Остались только её боль и собственное тупое бессилие.
Максимально несвойствые и непонятные для Кости чувства.
Он ушел, будто мешком по башке долбанули.
Он правда думал, что это финал. Вот такой несуразный.
Поначалу не чувствовал ничего, кроме нытья в груди. Постоянного, но терпимого. Он тоже ведь понимал, что рано или поздно игра закончится. Просто не сомневался, что по его инициативе. Не потому, что самомнение такое. Скорее опыт и интуиция. А получилось…
Что порвала она. Виновник он. И отмахнуться не получается.
То, что поначалу просто поднывало, начинает будить её воображаемыми слезами, превращаясь из царапины в гангрену. Температура растет. Воспаление распространяется по организму с кровью, доставляя мучительную боль уже ему.
И снова бесит… Но уже то, что у неё, наверное, наоборот. Случилась вспышка, а потом с каждым днем становилось легче. А у него нет. Потеря сна и способности концентрироваться. Отторжение себя и людей, которые со всем этим связаны.
Попытки понять, какого хера он вот о таком-то не подумал… Попытки понять, какого хера он должен был думать о таком…
Костя знал, что нужно делать в теории. Забить. Нахуй. Болт. Смириться.
А вместо этого…
Возвращался мыслями в квартирку. Думал, как бы вернуться в неё не мыслями. Злился-злился-злился.
На себя. На маленькую заразу, которая тихой сапой пробралась слишком глубоко. Которая приучила к себе. Приручила собой.

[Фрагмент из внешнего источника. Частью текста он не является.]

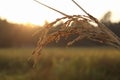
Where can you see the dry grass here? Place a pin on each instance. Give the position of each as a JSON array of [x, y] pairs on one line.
[[79, 25]]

Данное которой слово он-то держал. Но говорить об этом — бессмысленно. Потому что ей нужно было больше, чем просто чтобы не трахал других.
А ему нужно больше теперь. Не просто эксклюзивный вход за семь замков. Не просто согласная всегда и на всё человечка.
Вкус потери поменял значение. Это перестало быть развлечением. Это стало условием существования. Жизненной необходимостью.
Достаточно сильной, чтобы снова появиться на её пороге. Лишить выбора её, сделав свой.
Его никто и никогда не любил. Он не думал даже, что это возможно. А получив… Просрал. Но всё поправимо, если Косте очень хочется…
В чем ценность продолжать имитировать с другой то, что с Агатой можно реально получить? Они совпали. Они влюбились. Они дурные, но вдвоем им слишком хорошо. Они уже слишком близко. С другой вот так не будет. Ни с этой, ни со следующей. Ни с одной не будет…
Он не советовался ни с Полиной, ни с Гаврилой. Просто поставил перед фактом, что планы меняются.
Первая восприняла стойко. Наверное, этого и ждала. Второй долго смотрел, но ничего не сказал. Слишком обязан… А может даже отчасти его понимает. По-дружески.
Сам же сказал когда-то, что если Косте очень не повезет… Косте, кажется, не повезло.